Keywords
Kienböck's disease - lunate avascular necrosis - wrist arthroscopy - scaphocapitate
arthrodesis - partial wrist fusion.
Introduction
Kienböck's disease, described in 1910 by radiologist Robert Kienböck as a lunate chondromalacia,[1]
[2]
[3] represents a real challenge for hand surgeons since the current literature remains
unclear regarding its etiology, natural evolution, and specific treatment.[1]
[2]
[3]
[4]
[5]
[6]
[7]
[8]
This is a progressive clinical-radiological condition of the wrist involving the lunate
bone, which can fragment and collapse due to avascular necrosis.[2] It mostly affects young, working people,[4] usually at the dominant extremity. Bilateral involvement is rare.[9]
Although Kienböck's disease etiology and pathogenesis remains unknown,[1]
[2]
[4]
[5] several potential causes have been postulated, including repetitive trauma, vascular
changes and lunate anatomical (extravascular) differences as the most studied entities.[1]
[2]
[4]
[5]
Patients often present hand complaints evolving for months[10] which are usually confused with other conditions.
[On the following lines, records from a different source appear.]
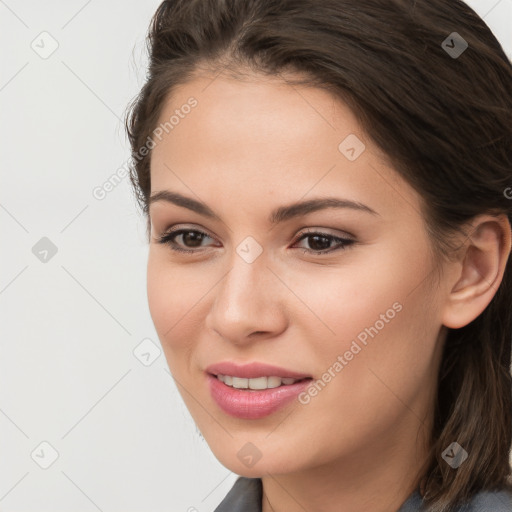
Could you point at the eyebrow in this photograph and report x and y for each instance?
(280, 214)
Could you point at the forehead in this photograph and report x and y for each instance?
(254, 140)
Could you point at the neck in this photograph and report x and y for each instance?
(380, 477)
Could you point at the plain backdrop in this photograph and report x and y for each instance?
(90, 418)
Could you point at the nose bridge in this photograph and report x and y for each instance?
(245, 298)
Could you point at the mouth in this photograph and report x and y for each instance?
(257, 383)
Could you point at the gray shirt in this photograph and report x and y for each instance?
(246, 495)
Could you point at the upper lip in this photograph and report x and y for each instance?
(253, 370)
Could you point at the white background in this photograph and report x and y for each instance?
(68, 373)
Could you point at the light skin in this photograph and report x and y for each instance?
(247, 148)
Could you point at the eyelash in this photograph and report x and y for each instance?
(168, 239)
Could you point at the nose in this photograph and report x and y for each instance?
(248, 303)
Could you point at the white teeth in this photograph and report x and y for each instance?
(256, 383)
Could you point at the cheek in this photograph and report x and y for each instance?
(174, 294)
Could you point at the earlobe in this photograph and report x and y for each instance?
(480, 272)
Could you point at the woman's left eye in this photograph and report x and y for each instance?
(194, 238)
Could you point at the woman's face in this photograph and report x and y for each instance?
(360, 317)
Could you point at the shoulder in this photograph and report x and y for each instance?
(244, 496)
(487, 501)
(483, 501)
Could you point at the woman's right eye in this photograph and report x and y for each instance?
(195, 240)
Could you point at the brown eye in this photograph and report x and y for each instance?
(190, 238)
(320, 243)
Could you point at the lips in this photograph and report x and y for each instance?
(251, 404)
(253, 370)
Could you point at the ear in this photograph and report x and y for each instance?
(479, 271)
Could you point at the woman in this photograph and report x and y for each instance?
(327, 187)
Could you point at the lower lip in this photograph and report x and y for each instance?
(253, 404)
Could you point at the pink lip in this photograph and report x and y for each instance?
(252, 404)
(253, 370)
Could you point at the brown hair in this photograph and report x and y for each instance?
(444, 121)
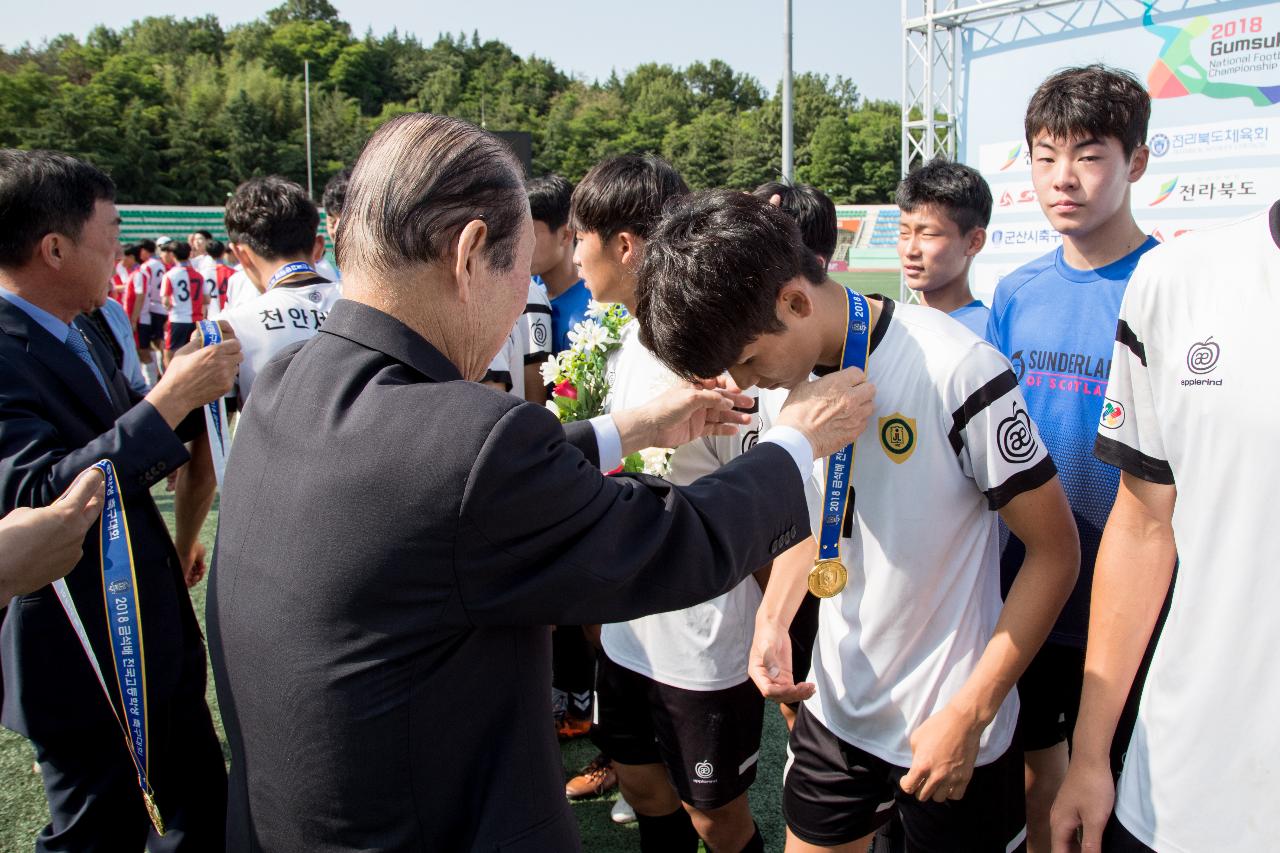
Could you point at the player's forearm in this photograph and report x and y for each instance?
(1130, 580)
(787, 583)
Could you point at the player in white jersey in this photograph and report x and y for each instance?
(917, 658)
(517, 365)
(1191, 424)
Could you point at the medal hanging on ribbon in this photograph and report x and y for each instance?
(828, 574)
(289, 270)
(124, 630)
(215, 411)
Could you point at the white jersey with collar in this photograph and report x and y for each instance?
(949, 441)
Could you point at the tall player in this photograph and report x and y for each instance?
(914, 708)
(1055, 318)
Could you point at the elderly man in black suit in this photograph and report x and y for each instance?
(394, 537)
(63, 406)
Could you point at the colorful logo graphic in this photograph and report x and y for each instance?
(1112, 414)
(1165, 191)
(1176, 73)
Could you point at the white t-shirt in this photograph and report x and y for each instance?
(949, 442)
(274, 320)
(529, 342)
(184, 286)
(1189, 401)
(703, 647)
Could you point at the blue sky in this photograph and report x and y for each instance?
(859, 39)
Fifty per cent of these patients
have a history of minor trauma.[9] The clinical presentation is characterized by dorsal wrist pain,[2]
[3]
[4]
[5] commonly progressive, and potentially associated to limited hand extension and loss
of hand strength.[5]
A patient with these features requires a correct diagnosis to base a therapeutic proposal
tailored to individual needs. Initial imaging study with simple radiographs (anteroposterior
[AP] and profile [P] images) of the wrist may be sufficient to establish the diagnosis
in patients with advanced Kienböck's disease, but it is of little use in its first
stages, in which wrist synovitis predominates. In these cases, magnetic resonance
imaging (MRI) is critical for diagnosis and differential diagnosis; in addition, MRI
provides fundamental information for therapeutic decisions, especially in assessing
lunate vascular conditions[3] and adjoining structures, like joint cartilage.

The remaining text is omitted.